Middle East

US, UK instructed terrorists to use chemicals near Syria capital: Military source

The US, the UK and other western states have given terrorist groups instructions to stage a chemical attack in the Eastern Ghouta suburb of Damascus and pin it on the government, a Syrian military source says.

Citing confidential information, the source said Eastern Ghouta-based terror organizations, including al-Nusra Front, Faylaq al-Rahman and Ahrar al-Sham, are preparing for another “spectacle on the alleged use of chemical weapons by the Syrian Arab Army,” the official SANA news agency reported on Thursday.

Under instructions from the Western countries, including the US and the UK, the terrorists would deploy the chemicals “near the front lines with the Syrian army and target civilians and accuse the Syrian State and army of this act,” the source added.

The sources, however, added that Syrian armed forces have “never had chemical weapons or used them and will not do.”

Syria signed the Chemical Weapons Convention (CWC) in 2013 and surrendered its stockpiles of chemical weapons months later to a joint mission led by the UN and the Organization for the Prohibition of Chemical Weapons (OPCW), which oversaw the destruction of the weaponry.

It has also consistently denied using chemical weapons over the course of the foreign-backed militancy, which gripped the country in 2011.

Western governments and their allies, however, have never stopped pointing the finger at Damascus whenever an apparent chemical attack takes place.

Militants and their foreign supporters have in recent days been making fresh attempts to link an alleged gas attack to the Syrian government.

Last week, Russia, which has been helping Syrian forces in their anti-terror operations, warned that militants were planning a gas attack in Eastern Ghouta to pin it on the Syrian government.

Shortly after that warning, the so-called Syrian Observatory for Human Rights, which is sympathetic to anti-Damascus militants, claimed 14 civilians had suffered breathing difficulties after a Syrian warplane struck the village in the Eastern Ghouta region in the Syrian capital’s suburbs.

Both Damascus and Moscow rejected the claim.

Meanwhile, the US and its allies are pushing for a UN probe of the alleged use of chemical weapons in Syria, according to a draft statement seen by AFP.

Russia and Syria back such a probe, but say the investigators should not be biased in favor of the Western-backed militants operate in an impartial and independent manner.

Britain and France have said they would strike Syria if such claims are proven.

On Friday, French President Emanuel Macron and his US counterpart Donald Trump held a phone call, saying there would be “no impunity” in the event of “further chemical weapons use in Syria,” Reuters reported.

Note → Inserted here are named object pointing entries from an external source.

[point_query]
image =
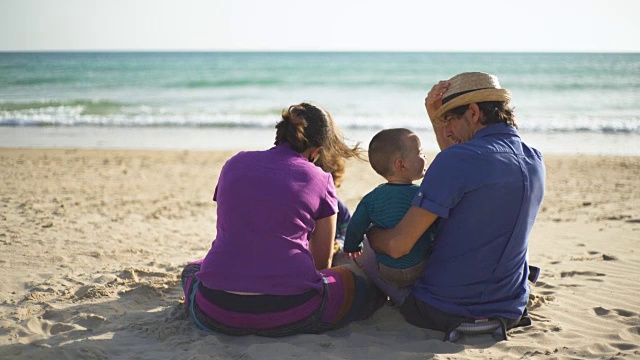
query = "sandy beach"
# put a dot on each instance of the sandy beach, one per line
(92, 243)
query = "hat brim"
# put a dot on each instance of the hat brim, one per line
(473, 97)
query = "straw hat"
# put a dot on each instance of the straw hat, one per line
(471, 87)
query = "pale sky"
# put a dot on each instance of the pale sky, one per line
(327, 25)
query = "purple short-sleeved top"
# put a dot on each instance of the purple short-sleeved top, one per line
(268, 202)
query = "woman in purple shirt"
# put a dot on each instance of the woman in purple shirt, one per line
(269, 268)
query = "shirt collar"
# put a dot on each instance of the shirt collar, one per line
(496, 129)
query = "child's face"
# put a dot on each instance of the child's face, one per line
(414, 158)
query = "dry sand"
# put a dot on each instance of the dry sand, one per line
(92, 244)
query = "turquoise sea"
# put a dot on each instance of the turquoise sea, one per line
(565, 102)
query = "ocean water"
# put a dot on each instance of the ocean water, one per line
(566, 103)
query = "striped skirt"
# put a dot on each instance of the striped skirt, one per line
(348, 296)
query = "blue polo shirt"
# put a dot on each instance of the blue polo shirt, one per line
(488, 192)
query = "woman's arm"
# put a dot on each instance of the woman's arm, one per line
(398, 241)
(321, 242)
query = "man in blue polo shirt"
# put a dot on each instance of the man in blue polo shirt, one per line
(486, 185)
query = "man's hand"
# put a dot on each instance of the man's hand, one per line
(353, 256)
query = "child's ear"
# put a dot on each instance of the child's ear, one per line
(398, 165)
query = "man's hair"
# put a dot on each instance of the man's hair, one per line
(494, 112)
(384, 146)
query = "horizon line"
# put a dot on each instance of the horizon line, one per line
(317, 51)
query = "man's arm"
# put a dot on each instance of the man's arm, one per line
(398, 241)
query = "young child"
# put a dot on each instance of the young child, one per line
(395, 154)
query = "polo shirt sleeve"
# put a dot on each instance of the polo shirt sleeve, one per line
(443, 184)
(329, 202)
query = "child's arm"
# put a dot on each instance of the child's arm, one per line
(360, 221)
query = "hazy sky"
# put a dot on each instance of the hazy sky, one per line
(342, 25)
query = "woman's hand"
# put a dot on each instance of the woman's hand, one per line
(354, 255)
(321, 242)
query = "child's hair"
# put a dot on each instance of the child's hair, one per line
(384, 145)
(304, 126)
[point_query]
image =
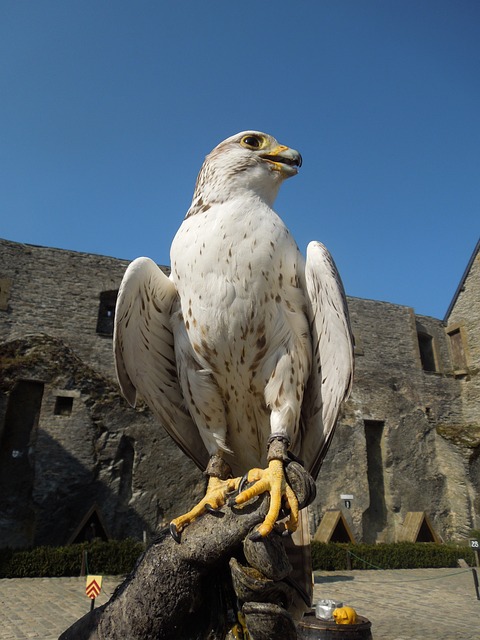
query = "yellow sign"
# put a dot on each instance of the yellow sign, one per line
(94, 586)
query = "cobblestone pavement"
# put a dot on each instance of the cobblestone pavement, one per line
(416, 604)
(408, 604)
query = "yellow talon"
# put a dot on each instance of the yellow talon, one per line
(215, 497)
(272, 480)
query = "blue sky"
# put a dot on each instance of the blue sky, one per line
(109, 108)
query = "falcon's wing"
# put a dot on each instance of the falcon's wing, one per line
(144, 353)
(332, 367)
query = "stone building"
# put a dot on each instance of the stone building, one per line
(74, 457)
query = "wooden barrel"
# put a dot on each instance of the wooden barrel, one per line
(311, 628)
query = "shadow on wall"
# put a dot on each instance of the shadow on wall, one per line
(46, 490)
(56, 495)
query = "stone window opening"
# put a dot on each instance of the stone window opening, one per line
(106, 313)
(63, 406)
(427, 352)
(458, 349)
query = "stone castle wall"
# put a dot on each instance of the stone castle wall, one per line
(408, 440)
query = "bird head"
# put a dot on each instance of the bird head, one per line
(249, 161)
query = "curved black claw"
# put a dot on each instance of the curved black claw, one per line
(256, 536)
(243, 482)
(175, 533)
(214, 512)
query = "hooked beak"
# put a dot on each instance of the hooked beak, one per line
(284, 159)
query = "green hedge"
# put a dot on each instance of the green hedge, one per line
(118, 557)
(115, 557)
(401, 555)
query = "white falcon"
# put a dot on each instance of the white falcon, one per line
(246, 345)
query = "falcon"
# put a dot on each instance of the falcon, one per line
(244, 353)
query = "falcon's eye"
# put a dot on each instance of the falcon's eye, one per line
(252, 142)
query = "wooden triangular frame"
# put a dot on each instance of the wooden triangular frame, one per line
(418, 528)
(334, 528)
(93, 511)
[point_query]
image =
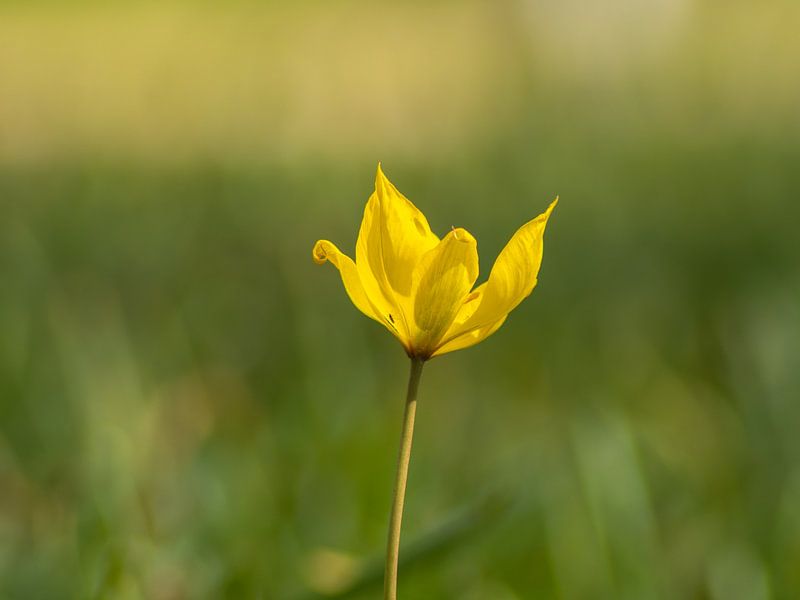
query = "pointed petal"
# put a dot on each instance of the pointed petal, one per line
(393, 237)
(511, 280)
(325, 251)
(441, 281)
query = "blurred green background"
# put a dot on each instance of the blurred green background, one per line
(190, 408)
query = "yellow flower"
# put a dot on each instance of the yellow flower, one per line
(420, 287)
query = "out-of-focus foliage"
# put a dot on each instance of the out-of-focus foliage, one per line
(189, 408)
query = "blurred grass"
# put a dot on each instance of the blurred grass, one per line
(189, 408)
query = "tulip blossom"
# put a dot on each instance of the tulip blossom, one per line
(420, 287)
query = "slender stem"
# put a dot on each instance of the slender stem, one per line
(396, 518)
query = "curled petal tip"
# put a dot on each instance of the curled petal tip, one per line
(462, 235)
(320, 252)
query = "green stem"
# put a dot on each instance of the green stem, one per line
(396, 518)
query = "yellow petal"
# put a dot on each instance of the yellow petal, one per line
(442, 279)
(470, 338)
(325, 251)
(394, 236)
(512, 279)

Macron “stressed there will be a firm response in the case of proven use of chemical weapons leading to the death of civilians, in close coordination with our American allies,” a statement from the French presidency said.

Trump had also held a phone conversation with German Chancellor Angela Merkel, during which they called on Russia to stop its bombardments of terrorists in Eastern Ghouta.

Later today, the United Nations Human Rights Council is set to hold an emergency session on Eastern Ghouta at the request of Britain.